If ever there were a time for alternative funds to shine, it would be now. And some of them are actually doing that.
The Dow Jones industrial average has been gyrating like a dozen hamsters in an exercise wheel. Thursday, the blue-chip index tumbled more than 1,000 points, falling 3.75%. It's at times like this that investors — and advisers — turn toward funds that offer some downside protection.
Which is exactly what alternative funds, or alts, try to do, by using hedge-fund strategies to reduce risk in a falling market. Long-short funds, for example, bet against weak stocks — a strategy that may make money in a bull market, but almost certainly will in a bear market. Market-neutral funds try to eliminate any correlation to a stock market benchmark, such as the Standard & Poor's 500, and make gains only on their individual stock holdings.
Unfortunately, over the past 12 months, few people have wanted to reduce risk. In 2017, for example, long-short funds only attracted $1.7 billion in assets, while market-neutral funds saw just $84 million in net new flows, according to Morningstar Inc. All told, alt funds welcomed $3 billion in net new assets last year, according to Morningstar — considerably better than the $119 billion net outflow from stock funds, but far worse than the $271 billion inflow to bonds.
"When volatility was low, it was hard to have any use for alternative funds," said Cleo Chang, senior vice president for alternative investments at American Century Investments. But the stock market's recent unpleasantness may make some investors more interested in them. Long-short stock funds have fallen 1.44% over the past week, while the S&P 500 has fallen 5%, including reinvested interest.
Top long-short this year: ProShares Long Online/Short Stores (CLIX), which is up 13% and admittedly not your typical long/short strategy. It shorts shares of brick-and-mortar stores and goes long on online retailers. A more diversified offering is Absolute Capital Opportunities (CAPOX), which is up 10.4%.

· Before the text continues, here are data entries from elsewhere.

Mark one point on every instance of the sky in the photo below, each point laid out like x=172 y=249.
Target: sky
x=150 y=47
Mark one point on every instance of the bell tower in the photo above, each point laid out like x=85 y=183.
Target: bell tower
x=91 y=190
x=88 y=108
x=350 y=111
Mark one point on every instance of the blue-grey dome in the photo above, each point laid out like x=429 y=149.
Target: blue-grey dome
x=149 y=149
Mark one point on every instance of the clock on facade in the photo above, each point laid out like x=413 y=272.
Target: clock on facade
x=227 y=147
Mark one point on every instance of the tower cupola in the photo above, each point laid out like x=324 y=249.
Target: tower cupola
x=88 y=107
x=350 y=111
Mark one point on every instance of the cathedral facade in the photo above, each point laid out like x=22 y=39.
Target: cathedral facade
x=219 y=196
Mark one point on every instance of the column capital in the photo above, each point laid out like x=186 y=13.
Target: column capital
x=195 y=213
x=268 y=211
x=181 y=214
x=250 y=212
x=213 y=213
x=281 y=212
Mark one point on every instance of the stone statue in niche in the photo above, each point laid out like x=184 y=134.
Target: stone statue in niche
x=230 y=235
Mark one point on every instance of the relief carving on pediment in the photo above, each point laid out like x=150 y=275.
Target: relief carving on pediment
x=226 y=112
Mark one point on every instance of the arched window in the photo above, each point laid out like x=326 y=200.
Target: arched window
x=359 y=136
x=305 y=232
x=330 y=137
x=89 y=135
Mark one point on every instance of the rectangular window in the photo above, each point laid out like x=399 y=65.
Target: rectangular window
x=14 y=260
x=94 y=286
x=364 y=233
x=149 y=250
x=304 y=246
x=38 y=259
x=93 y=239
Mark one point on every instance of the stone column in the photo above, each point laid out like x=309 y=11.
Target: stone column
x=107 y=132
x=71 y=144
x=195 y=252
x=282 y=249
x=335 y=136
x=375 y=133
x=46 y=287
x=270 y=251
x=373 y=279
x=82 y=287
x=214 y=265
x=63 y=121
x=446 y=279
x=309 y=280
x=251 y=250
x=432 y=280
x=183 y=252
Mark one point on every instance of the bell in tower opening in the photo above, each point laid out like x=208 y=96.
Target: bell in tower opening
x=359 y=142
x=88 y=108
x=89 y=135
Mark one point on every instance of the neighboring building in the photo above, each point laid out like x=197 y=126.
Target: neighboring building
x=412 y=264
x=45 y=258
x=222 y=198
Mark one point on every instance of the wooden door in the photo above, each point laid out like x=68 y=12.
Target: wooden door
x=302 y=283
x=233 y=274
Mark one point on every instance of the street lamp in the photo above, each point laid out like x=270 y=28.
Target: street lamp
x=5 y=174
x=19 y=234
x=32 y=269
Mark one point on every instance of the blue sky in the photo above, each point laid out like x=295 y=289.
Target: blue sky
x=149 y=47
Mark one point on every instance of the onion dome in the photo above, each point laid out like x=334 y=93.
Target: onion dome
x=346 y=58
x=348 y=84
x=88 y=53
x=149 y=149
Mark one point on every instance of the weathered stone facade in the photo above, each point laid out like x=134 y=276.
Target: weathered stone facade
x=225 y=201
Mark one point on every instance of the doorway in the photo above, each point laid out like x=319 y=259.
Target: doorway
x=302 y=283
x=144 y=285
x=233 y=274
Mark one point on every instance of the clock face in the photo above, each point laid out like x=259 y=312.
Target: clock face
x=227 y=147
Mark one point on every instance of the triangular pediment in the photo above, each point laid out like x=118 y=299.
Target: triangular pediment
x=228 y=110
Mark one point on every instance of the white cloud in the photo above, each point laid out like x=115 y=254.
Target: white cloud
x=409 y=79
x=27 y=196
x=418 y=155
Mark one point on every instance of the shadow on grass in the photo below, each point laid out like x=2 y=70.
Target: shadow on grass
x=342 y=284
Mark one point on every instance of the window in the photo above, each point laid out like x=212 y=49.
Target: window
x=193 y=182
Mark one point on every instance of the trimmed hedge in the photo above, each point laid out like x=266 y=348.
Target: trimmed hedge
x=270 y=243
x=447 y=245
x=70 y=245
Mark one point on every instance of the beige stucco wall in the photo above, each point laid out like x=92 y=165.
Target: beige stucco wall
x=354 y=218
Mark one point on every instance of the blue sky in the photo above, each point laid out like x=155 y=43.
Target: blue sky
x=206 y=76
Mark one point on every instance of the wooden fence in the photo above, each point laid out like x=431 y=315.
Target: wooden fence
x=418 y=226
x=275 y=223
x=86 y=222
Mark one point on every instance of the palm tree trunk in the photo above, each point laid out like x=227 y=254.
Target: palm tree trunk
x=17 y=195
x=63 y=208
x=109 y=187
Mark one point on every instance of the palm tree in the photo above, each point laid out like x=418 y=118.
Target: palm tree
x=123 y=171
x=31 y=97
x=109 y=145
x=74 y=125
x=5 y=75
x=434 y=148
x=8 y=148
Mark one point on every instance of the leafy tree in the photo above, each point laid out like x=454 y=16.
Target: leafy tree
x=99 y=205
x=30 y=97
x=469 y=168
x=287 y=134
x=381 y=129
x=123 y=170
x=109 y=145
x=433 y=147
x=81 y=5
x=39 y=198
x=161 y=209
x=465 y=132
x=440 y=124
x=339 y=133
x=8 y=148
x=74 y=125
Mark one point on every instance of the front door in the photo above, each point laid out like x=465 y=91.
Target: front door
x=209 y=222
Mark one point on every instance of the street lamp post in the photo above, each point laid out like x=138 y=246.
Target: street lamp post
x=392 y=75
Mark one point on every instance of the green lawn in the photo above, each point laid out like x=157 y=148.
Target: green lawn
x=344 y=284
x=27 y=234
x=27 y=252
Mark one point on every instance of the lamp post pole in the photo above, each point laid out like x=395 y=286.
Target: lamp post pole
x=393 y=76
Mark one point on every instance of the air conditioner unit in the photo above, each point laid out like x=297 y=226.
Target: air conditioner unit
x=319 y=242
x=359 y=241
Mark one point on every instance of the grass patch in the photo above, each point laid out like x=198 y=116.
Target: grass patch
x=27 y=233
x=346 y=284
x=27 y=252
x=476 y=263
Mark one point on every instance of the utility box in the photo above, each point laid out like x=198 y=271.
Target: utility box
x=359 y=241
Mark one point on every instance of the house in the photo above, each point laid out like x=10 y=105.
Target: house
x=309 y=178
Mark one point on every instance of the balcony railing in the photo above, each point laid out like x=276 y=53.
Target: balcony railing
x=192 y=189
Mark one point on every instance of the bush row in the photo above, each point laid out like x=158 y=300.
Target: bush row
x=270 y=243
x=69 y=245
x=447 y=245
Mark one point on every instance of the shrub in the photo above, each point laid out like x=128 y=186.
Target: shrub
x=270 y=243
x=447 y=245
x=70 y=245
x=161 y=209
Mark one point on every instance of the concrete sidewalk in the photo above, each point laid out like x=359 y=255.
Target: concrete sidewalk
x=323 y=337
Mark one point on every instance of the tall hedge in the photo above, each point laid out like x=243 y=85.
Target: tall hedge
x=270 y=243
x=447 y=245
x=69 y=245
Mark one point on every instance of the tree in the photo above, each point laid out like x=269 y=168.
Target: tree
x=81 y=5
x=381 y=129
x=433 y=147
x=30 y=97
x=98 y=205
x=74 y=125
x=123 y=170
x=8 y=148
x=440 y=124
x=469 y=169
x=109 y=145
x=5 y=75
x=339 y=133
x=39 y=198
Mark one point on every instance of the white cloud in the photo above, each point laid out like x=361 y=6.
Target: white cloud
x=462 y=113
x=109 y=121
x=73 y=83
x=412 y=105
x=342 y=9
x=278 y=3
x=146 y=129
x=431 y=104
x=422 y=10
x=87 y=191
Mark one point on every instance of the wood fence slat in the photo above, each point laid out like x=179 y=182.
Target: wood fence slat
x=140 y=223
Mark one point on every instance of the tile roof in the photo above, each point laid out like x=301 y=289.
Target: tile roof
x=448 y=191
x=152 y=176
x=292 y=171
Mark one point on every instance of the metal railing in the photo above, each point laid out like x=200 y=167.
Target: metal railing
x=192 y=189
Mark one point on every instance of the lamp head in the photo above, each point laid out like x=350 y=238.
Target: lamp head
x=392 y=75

Knowing which stocks to short and which to go long isn't easy, and many funds just aren't very good at it. "Not every team that can manage a long fund can manage a long-short fund," Ms. Chang said.

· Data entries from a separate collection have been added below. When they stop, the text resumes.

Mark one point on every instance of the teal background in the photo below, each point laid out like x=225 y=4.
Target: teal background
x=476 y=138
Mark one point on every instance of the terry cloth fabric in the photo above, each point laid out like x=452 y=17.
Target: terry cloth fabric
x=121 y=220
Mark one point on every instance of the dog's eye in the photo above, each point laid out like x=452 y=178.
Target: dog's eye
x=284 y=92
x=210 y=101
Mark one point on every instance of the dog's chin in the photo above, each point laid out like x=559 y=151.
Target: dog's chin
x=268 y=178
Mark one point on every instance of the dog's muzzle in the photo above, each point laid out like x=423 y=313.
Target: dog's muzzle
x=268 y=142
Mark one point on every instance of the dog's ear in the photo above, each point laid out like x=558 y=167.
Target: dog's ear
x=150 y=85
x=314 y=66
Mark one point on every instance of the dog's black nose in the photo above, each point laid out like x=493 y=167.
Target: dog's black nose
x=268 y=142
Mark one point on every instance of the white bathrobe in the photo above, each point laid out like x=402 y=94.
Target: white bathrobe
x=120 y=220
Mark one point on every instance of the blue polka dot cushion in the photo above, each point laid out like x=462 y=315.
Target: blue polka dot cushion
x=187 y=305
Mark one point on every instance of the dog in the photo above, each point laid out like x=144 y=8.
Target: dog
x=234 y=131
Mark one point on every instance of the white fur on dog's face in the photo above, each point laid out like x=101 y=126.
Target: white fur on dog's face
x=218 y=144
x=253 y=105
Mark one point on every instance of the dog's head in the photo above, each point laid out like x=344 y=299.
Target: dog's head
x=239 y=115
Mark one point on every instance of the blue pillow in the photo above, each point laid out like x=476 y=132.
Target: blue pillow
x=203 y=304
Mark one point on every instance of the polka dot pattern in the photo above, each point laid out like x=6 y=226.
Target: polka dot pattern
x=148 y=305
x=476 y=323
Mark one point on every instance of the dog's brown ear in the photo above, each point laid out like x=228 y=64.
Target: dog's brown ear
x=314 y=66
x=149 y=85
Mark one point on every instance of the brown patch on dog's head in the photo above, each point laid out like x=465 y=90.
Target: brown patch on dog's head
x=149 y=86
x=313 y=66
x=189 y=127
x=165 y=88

Probabilities Fund (PROTX), for example, shed 13.78% this week. And the three largest long-short funds (Boston Partners Long/Short Research, AQR Long-Short Equity and Diamond Hill Long-Short) are all down more than 4% this week, although all three have fallen less than the S&P 500.
Long-short credit funds, which use a similar strategy for bonds, have also fared well, despite a steep rise in the 10-year Treasury note yield this year. The average long-short credit fund has gained 0.29% this year, according to Morningstar.
These funds find bonds that are not well-correlated to the overall bond market, such as bank loans and mortgage-backed securities, Ms. Chang said. "Some — but not all — are floating-rate securities," she said.
Many of the most popular market-neutral fund have weathered the week pretty well. (Thursday's dismal losses are not reflected in these numbers).
Calamos Market Neutral Income, for example, the largest market-neutral fund, has fallen just 0.07% in the past week. While the fund has gained just 4.86% a year over the past three years — as opposed to 19.3% for the S&P 500 — investors who have held on are probably feeling grateful.
Of course, this kind of volatile market also breeds catastrophes. One exchange-traded note, which Morningstar categorizes with alt funds, collapsed under the market's breathtaking volatility. And the ironically named LJM Preservation and Growth fund (LJMAX), has plunged 82% this year — including a 57% drop this week alone.
Nevertheless, look for more investors to start asking about alts in these difficult times — particularly Baby Boomers, who not only have more money at risk, but less time left to lose it.
"They should soothe investors who have more of an adverse tolerance for risk," Ms. Chang said, "particularly if we were to go into a severe market break."